1991年秋にマサチューセッツ州グローチェスター沖の北大西洋を襲った猛烈な嵐(3つの嵐が激突してもたらした「完璧な嵐 Perfect Storm」)と、その嵐に巻き込まれた漁船「アンドレア・ゲイル」号のタイン船長(クルーニー)をはじめとするクルーたちの生存への闘いを描く、実話を基にしたスペクタクル。CGを駆使したパーフェクト・ストームのSFXはILMが担当。

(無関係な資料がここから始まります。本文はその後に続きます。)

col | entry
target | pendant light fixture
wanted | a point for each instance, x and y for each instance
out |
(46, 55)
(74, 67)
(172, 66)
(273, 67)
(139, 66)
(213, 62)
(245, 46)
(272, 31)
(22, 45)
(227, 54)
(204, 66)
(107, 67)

ジェームズ・ホーナーによるスコアは大編成オーケストラを高らかに鳴らした壮大でダイナミックなスペクタクル音楽。彼のいつもの作品と違い全体的にオリジナリティが感じられるところが非常に良い。冒頭の「Coming Home from the Sea」は静かで穏やかな前半から、後半は勇壮でヒロイックなメインテーマへと展開するが、この曲は最近のホーナーの作品ではベストの出来であろう。この主題は「"Let's Go, Boys"」「To the Flemish Cap」の後半や「"There's No Goodbye... Only Love"」でも登場し、エモーショナルな盛り上がりを見せる。「The Decision to Turn Around」「Small Victories」「Coast Guard Rescue」でのパワフルなアクションスコアも緊張感があって良い。オーケストラによる音楽は全9曲だが、各々のトラックが長いものだと8〜10分もあるので全体で79分もある大作。もともとホーナーには長いスコアが多く、そのほとんどは聴いているとうんざりして「もういいよ」と言いたくなる作品だが、このスコアはその長さの割には退屈せずに聴くことができる。主題歌の「Yours Forever」のヴォーカルはジョン・メレンキャンプ

ホーナーにはがっかりさせられることが多いが、たまにこういう優れたスコアを書いてくれるとちょっと安心する。